# An introduction to sequence-to-sequence learning in Keras

#### Word embedding based version following Chollet tutorial

https://blog.keras.io/a-ten-minute-introduction-to-sequence-to-sequence-learning-in-keras.html

https://github.com/keras-team/keras/blob/master/examples/lstm_seq2seq.py

Note to self: See my local version for working notes.

This code is based upon Chollet's character-based seq2seq tutorial. It has a section at the end which provides guidance and code for making a word embedding version.

I've also referenced a couple of Brownlee's tutorials.

[How to Use Word Embedding Layers for Deep Learning with Keras](https://machinelearningmastery.com/use-word-embedding-layers-deep-learning-keras/)

Also his tut on text preparation:

[How to Prepare Text Data for Deep Learning with Keras](https://machinelearningmastery.com/prepare-text-data-deep-learning-keras/)

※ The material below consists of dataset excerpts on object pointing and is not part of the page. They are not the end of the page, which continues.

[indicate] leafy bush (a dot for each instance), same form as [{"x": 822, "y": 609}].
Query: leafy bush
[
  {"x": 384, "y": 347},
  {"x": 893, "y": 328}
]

From the Chollet tutorial post:

>#### Data download

>- English to French sentence pairs: 
http://www.manythings.org/anki/fra-eng.zip

>- Lots of neat sentence pairs datasets can be found at:
http://www.manythings.org/anki/

>#### References
>- Sequence to Sequence Learning with Neural Networks
    https://arxiv.org/abs/1409.3215
>- Learning Phrase Representations using
    RNN Encoder-Decoder for Statistical Machine Translation
    https://arxiv.org/abs/1406.1078

In [1]:
# Imports
from keras.models import Model
from keras.layers import Input, LSTM, Dense, Embedding
from keras.preprocessing.text import text_to_word_sequence, Tokenizer
from keras.preprocessing.sequence import pad_sequences

import numpy as np

Using TensorFlow backend.


In [2]:
# Model configuration
batch_size = 64  # Batch size for training.
epochs = 100  # Number of epochs to train for.
latent_dim = 256  # Latent dimensionality of the encoding space.
num_samples = 10000  # Number of samples to train on.
# Path to the data txt file on disk.
data_path = 'data/fra-eng/fra.txt'

#### Vectorize the data (word embedding and one-hot encoding)

In [5]:
# Text preparation
# For source and target texts:
# Split phrases as word arrays, filter for puncuation.
# Collect unique vocabularies.

# diagnostics. Using Tokenizer for actual
input_texts = []
target_texts = []

with open(data_path, 'r', encoding='utf-8') as f: # assures file will close.
    lines = f.read().split('\n') # split doc into lines at newline.
for line in lines[: min(num_samples, len(lines) - 1)]: # parse no more than num_samples lines.
    input_text, target_text = line.split('\t') # separate source and target phrases 
    # Remove some observed unicode from the French
    input_text = input_text.lower().replace(u"\xa0", u" ").replace(u"\u202f", u" ").replace('.', ' .').replace('?', ' ?').replace('!', ' !') # add space for splitting to retain punc.
    target_text = target_text.lower().replace(u"\xa0", u" ").replace(u"\u202f", u" ").replace('.', ' .').replace('?', ' ?').replace('!', ' !')
    # collect
    input_texts.append(input_text)
    target_texts.append(target_text)                   
    
# Tokenizer integer sequences
filters = '"#$%&()*+,-/:;<=>@[\]^_`{|}~' # removed/keeping [.!?]

input_text_tokr = Tokenizer(lower=True, filters=filters)
input_text_tokr.fit_on_texts(input_texts)
input_texts_seq = input_text_tokr.texts_to_sequences(input_texts)
max_encoder_seq_length = max([len(seq) for seq in input_texts_seq])
encoder_input_data = pad_sequences(
    input_texts_seq, max_encoder_seq_length, padding='post')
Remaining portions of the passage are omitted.